Spanish vocabulary · Beginner
Seven in Spanish: Siete — Counting, Time, and Lucky Numbers
Siete · noun and adjective · SYEH-teh
Seven in Spanish is siete. It is one of the first numbers every learner memorizes, and it pops up constantly — telling time, counting items, giving phone numbers, and even in cultural expressions about luck.
Siete is pronounced SYEH-teh — two syllables, with the stress on the first. It rhymes roughly with the English word 'yet' plus 'eh.'
Hay siete días en una semana.
There are seven days in a week.
How Native Speakers Use Siete
Real example sentences across three contexts you'll actually run into.
Telling time
Son las siete de la mañana y ya estoy despierto.
It's seven in the morning and I'm already awake.
Using siete to tell time, one of the most common daily uses.
Counting objects
Compré siete manzanas en el mercado.
I bought seven apples at the market.
Siete used as a basic counting adjective before a noun.
Cultural reference
En muchas culturas, el siete se considera un número de buena suerte.
In many cultures, seven is considered a lucky number.
Siete used as a noun with the article el when referring to the number itself.
Avoid These Mistakes When Using Siete
Adding gender agreement to siete
Incorrect: Tengo sietas hermanas.
Correct: Tengo siete hermanas.
Spanish numbers do not change form for gender or number. Siete is invariable — it is always siete, never sietas or sietos.
Confusing siete with siente
Incorrect: Él tiene siente años.
Correct: Él tiene siete años.
Siente is the third-person form of the verb sentir (to feel). Siete is the number seven. Mixing up the vowel order changes the word entirely.
Lock in Seven Vocabulary with the Parrot Method
Why word lists alone don't stick
Memorizing a translation feels productive, but most learners forget 70% of what they studied within 48 hours. Vocabulary needs spaced repetition AND real-world exposure to transfer to long-term memory.

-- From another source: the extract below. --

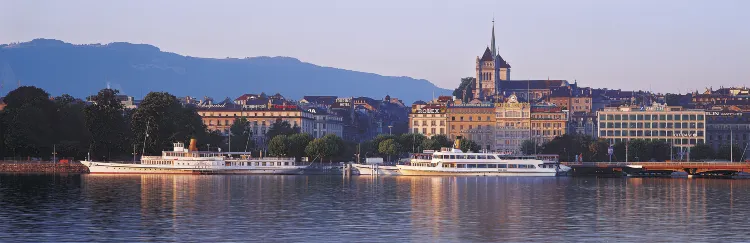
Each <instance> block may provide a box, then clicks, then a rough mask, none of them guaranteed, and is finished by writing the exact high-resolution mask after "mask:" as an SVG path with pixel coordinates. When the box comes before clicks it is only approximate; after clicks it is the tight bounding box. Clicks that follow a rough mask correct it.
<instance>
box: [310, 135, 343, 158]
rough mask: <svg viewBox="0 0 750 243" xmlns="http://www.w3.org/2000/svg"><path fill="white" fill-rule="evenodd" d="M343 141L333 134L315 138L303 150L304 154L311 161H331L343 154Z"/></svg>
mask: <svg viewBox="0 0 750 243" xmlns="http://www.w3.org/2000/svg"><path fill="white" fill-rule="evenodd" d="M343 148H344V140H342V139H341V138H340V137H338V136H336V135H335V134H327V135H325V136H323V137H322V138H316V139H315V140H313V141H312V142H310V144H308V145H307V147H306V148H305V153H307V155H308V156H310V157H311V158H312V159H313V160H316V159H320V161H325V160H328V161H331V160H332V159H333V158H334V157H336V156H340V155H341V154H342V153H343V152H344V149H343Z"/></svg>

See Siete used by native speakers
Parrot's short-form videos feature native speakers using siete in real situations. Context-based exposure beats flashcards, you hear Hay siete días en una semana. while watching someone live the moment, connecting meaning, sound, and rhythm at once.
Save, review, repeat, stay consistent
Tap any word to save it. Parrot's spaced-repetition system surfaces it right before you'd forget, no manual flashcard creation. The watch, parrot back, save, review cycle turns recognition into fluency at 2.7x the speed of traditional study.
Common Questions About Seven in Spanish
- Does siete ever change form like some Spanish words do?
- Siete never changes form in Spanish — it is invariable. Unlike adjectives that agree in gender and number, cardinal numbers in Spanish (except uno/una and compounds with ciento) stay the same regardless of the noun they modify.
- How do I say seventh in Spanish?
- The ordinal form is séptimo (masculine) or séptima (feminine). For example, Es el séptimo día means It is the seventh day. In casual speech, many people just say el día siete instead of using the ordinal.
- Is seven a lucky number in Spanish-speaking cultures too?
- Generally yes. The number seven carries positive connotations in many Spanish-speaking countries, influenced by religious tradition (seven days of creation, seven virtues) and global pop culture. You may hear expressions like el siete de la suerte (lucky seven).